Spy expects a lot more of this. The idea is simple enough: build portfolios using ETFs that can generate your “active” position. Beyond that, of course, more and more ETFs are actually running active structures within them and only using the exchange as a distribution mechanism.
Spy sees countless fund sales-people knock on the door of GIC or Temasek hoping to get an allocation for whatever strategy they have in their briefcases. Private equity firms have usually been welcome and although Spy does not expect this to change, some new developments this week raised an eyebrow. Temasek’s division, Azalea, has just raised $650m of its own money for its inaugural PE fund which it calls Atrium. The original target was small, only $400m, but was oversubscribed. Asset managers have always had to compete with inhouse expertise at sovereign wealth funds – it looks like the competition just became a touch stiffer in Singapore.
As the news has filtered out about M&G and Aberdeen gating their property funds because of liquidity issues, Spy has spoken to a number of fund selectors and wealth managers, asking which segment might be next? The same asset class has come up again and again – private debt. The liquidity profile of many of these funds is not suitable for wholesale investors and yet they have been sold en masse because of their juicier yields. Spy is not privy to any particular fund that has concerns, but rather mere speculation about the asset class. Caveat emptor.

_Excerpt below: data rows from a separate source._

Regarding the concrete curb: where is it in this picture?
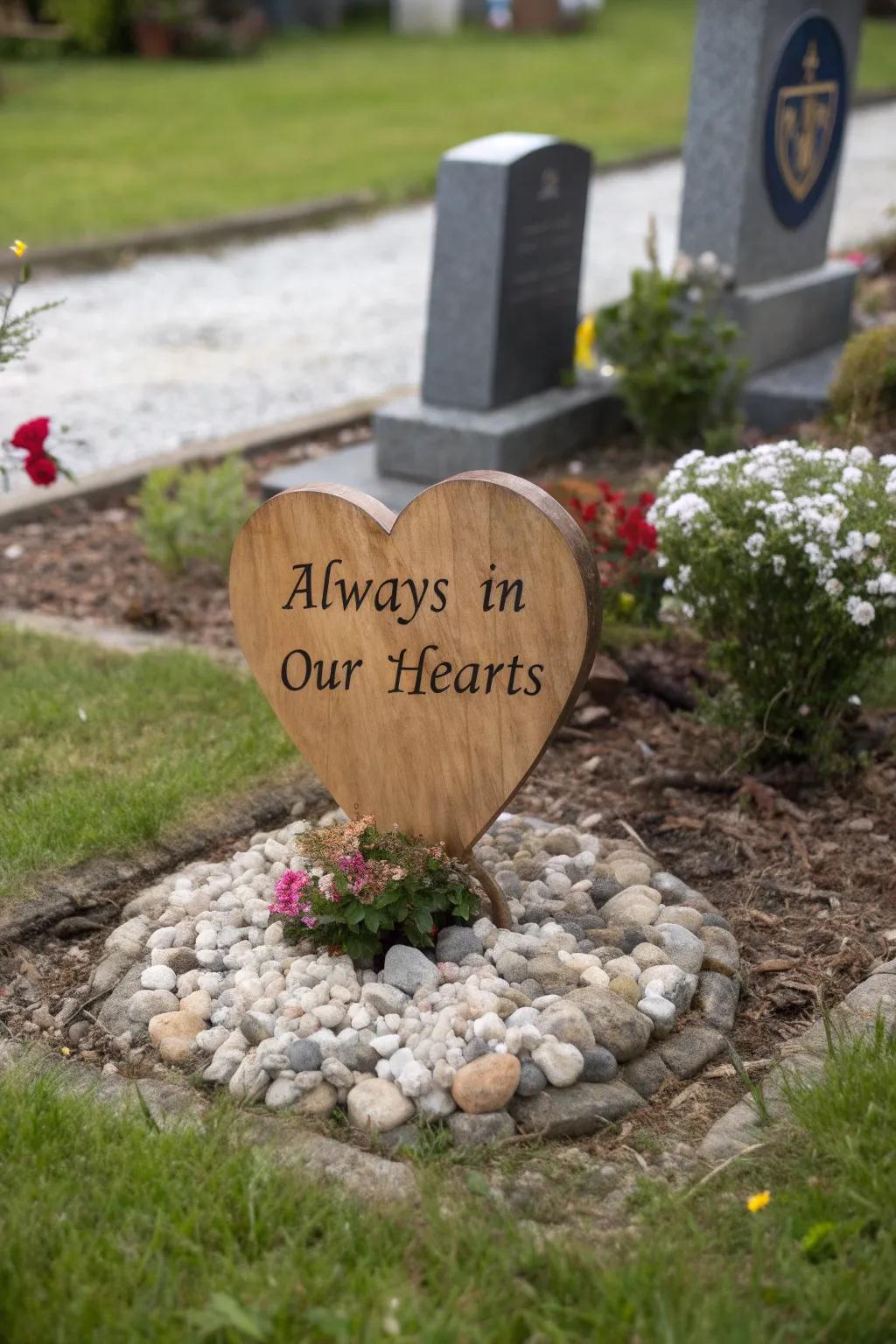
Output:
[0,606,250,674]
[0,765,331,946]
[697,960,896,1163]
[0,191,379,279]
[0,1040,421,1204]
[0,387,407,532]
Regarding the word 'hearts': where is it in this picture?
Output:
[230,472,599,855]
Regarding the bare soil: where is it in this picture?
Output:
[0,427,896,1161]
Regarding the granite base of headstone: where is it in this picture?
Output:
[680,0,863,430]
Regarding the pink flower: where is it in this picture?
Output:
[268,871,312,920]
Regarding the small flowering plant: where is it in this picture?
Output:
[0,416,74,491]
[270,817,479,961]
[565,480,662,621]
[595,219,746,451]
[0,238,56,372]
[649,442,896,760]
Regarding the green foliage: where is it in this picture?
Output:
[137,457,253,574]
[653,444,896,765]
[0,263,58,372]
[276,817,479,961]
[48,0,131,57]
[830,326,896,430]
[597,226,745,452]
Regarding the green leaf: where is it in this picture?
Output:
[414,906,432,935]
[364,906,383,933]
[186,1293,271,1344]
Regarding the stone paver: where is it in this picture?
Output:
[9,103,896,488]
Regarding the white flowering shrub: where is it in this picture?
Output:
[649,442,896,758]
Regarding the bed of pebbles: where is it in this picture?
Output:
[91,815,738,1144]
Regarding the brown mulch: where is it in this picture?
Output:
[0,427,896,1136]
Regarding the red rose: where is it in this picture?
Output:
[10,416,50,457]
[24,453,56,485]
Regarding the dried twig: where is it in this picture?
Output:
[618,817,657,859]
[678,1143,766,1203]
[632,770,740,793]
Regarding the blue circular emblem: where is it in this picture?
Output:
[765,15,848,228]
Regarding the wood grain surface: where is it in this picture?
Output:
[230,472,599,856]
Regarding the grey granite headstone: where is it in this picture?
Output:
[424,135,592,411]
[262,133,620,507]
[374,133,615,481]
[680,0,863,427]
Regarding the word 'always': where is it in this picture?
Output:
[282,559,525,625]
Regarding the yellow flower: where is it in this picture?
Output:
[575,313,597,368]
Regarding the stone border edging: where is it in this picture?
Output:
[697,958,896,1163]
[0,1040,421,1204]
[0,770,329,945]
[0,387,409,532]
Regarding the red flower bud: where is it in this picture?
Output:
[10,416,50,457]
[24,453,56,485]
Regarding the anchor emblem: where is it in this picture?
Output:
[775,40,840,201]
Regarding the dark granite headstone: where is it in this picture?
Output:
[424,135,592,411]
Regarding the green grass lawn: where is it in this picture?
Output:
[0,626,299,908]
[0,1030,896,1344]
[0,0,896,243]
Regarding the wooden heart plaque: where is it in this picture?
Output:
[230,472,599,856]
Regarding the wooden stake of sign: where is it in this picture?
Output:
[230,472,599,858]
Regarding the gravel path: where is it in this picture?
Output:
[7,103,896,486]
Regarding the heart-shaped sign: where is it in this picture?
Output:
[230,472,599,856]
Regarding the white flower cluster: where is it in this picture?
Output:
[649,441,896,626]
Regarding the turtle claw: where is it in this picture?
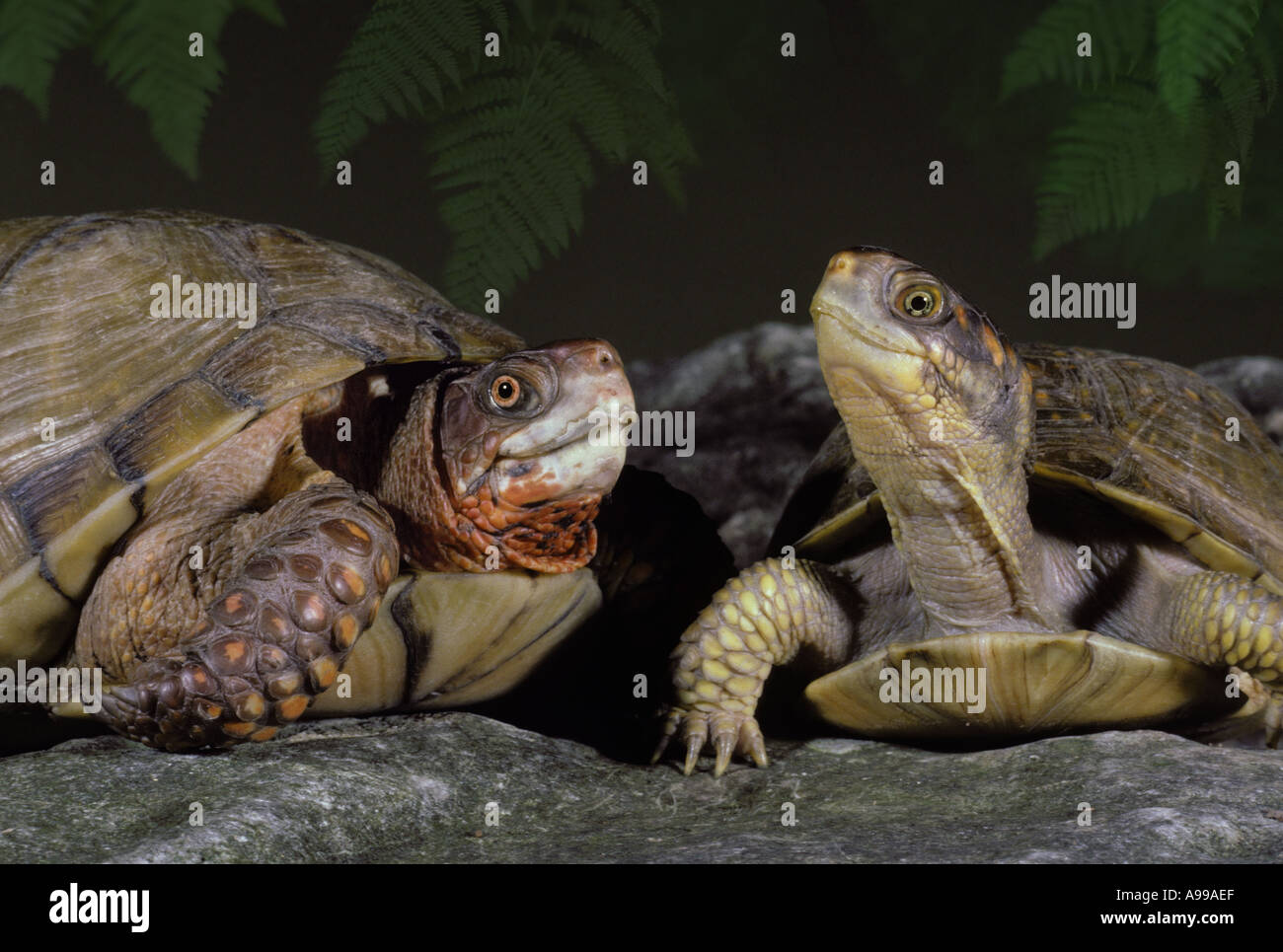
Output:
[650,708,770,777]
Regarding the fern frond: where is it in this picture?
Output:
[566,0,663,97]
[90,0,278,179]
[1034,84,1209,257]
[1155,0,1260,119]
[428,0,693,307]
[1000,0,1158,99]
[0,0,91,118]
[312,0,508,175]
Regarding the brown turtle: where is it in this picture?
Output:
[0,212,708,751]
[655,248,1283,773]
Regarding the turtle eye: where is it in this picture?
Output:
[899,286,941,317]
[491,373,521,409]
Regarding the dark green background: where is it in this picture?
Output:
[0,0,1283,363]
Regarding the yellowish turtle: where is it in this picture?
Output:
[655,248,1283,773]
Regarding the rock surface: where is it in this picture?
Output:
[629,322,838,567]
[0,713,1283,863]
[1194,357,1283,444]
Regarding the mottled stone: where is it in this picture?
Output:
[0,713,1283,863]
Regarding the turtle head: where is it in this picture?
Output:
[811,248,1033,466]
[379,340,634,572]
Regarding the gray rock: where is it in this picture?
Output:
[629,322,838,567]
[0,713,1283,862]
[1194,357,1283,445]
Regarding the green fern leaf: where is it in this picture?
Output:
[1034,84,1209,257]
[239,0,285,27]
[0,0,91,118]
[428,0,693,307]
[1155,0,1260,119]
[1000,0,1158,99]
[90,0,278,179]
[312,0,508,175]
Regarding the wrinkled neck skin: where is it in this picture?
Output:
[376,371,602,572]
[825,370,1048,636]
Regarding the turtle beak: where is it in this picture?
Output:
[811,249,925,410]
[495,340,636,505]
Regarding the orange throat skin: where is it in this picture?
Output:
[375,380,602,573]
[402,477,602,573]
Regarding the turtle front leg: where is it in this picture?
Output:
[76,484,399,751]
[1165,572,1283,747]
[651,558,854,776]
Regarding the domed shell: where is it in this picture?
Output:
[0,210,521,665]
[771,344,1283,595]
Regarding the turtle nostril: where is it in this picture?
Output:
[589,342,620,371]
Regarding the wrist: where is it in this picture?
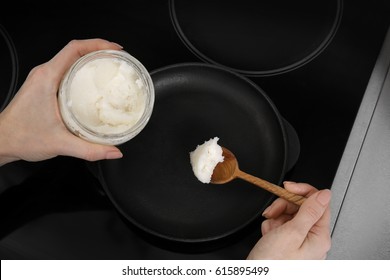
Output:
[0,114,18,166]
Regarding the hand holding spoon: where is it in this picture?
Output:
[210,147,306,205]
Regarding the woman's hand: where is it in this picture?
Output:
[248,182,331,260]
[0,39,122,165]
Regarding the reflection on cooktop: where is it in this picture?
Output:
[0,0,390,259]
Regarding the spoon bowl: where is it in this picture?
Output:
[210,147,306,206]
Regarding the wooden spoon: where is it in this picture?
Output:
[210,147,306,205]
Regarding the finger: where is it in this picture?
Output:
[58,135,123,161]
[283,181,318,197]
[47,38,122,77]
[262,181,318,218]
[261,215,293,235]
[289,189,331,240]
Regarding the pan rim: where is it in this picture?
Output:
[97,62,288,244]
[168,0,344,77]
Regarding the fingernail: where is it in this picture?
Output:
[111,42,123,49]
[261,206,271,218]
[283,181,296,185]
[106,151,123,159]
[317,189,332,206]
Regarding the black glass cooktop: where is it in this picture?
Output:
[0,0,390,259]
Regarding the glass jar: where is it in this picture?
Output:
[58,50,155,145]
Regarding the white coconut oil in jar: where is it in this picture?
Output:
[58,50,154,145]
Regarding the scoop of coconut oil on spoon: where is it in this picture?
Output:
[210,147,306,206]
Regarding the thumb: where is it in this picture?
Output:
[59,135,123,161]
[290,189,331,238]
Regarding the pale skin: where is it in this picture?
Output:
[0,39,331,260]
[0,39,122,165]
[248,182,331,260]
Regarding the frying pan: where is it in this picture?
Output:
[97,63,299,243]
[169,0,343,76]
[0,24,19,112]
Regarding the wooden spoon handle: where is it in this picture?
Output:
[235,170,306,206]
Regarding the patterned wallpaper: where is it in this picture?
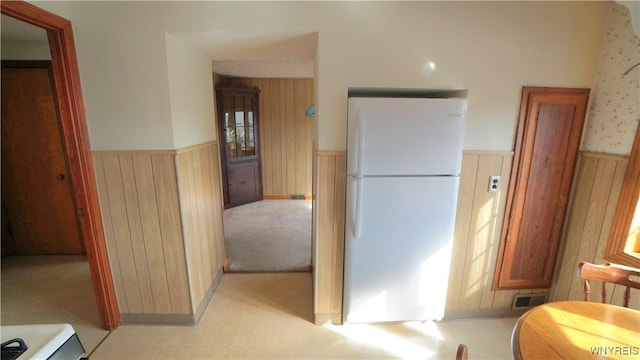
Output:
[581,4,640,155]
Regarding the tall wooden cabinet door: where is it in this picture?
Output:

Did you read the latest detailed reports from global investment banks on the situation in Hong Kong and its implications? No, neither did Spy. That may have a lot more to do with the fact that the banks are keeping their views awfully quiet so as not to antagonise Beijing. In fact, self-censorship in Hong Kong has rocketed in the last few years, but in the past six months especially. Spy may rather fearlessly report his views, but then all he has to lose is a steady supply of cold craft beers. It is, however, very hard to see how being a leading global financial centre is compatible with severe censorship.
Do you know anyone naïve enough to believe that the Fed is NOT engaged in QE4? If so, perhaps you should just show them this chart courtesy of Charlie Bilello. The recent rally in risk assets is not hard to explain when that chart is studied for 30 seconds.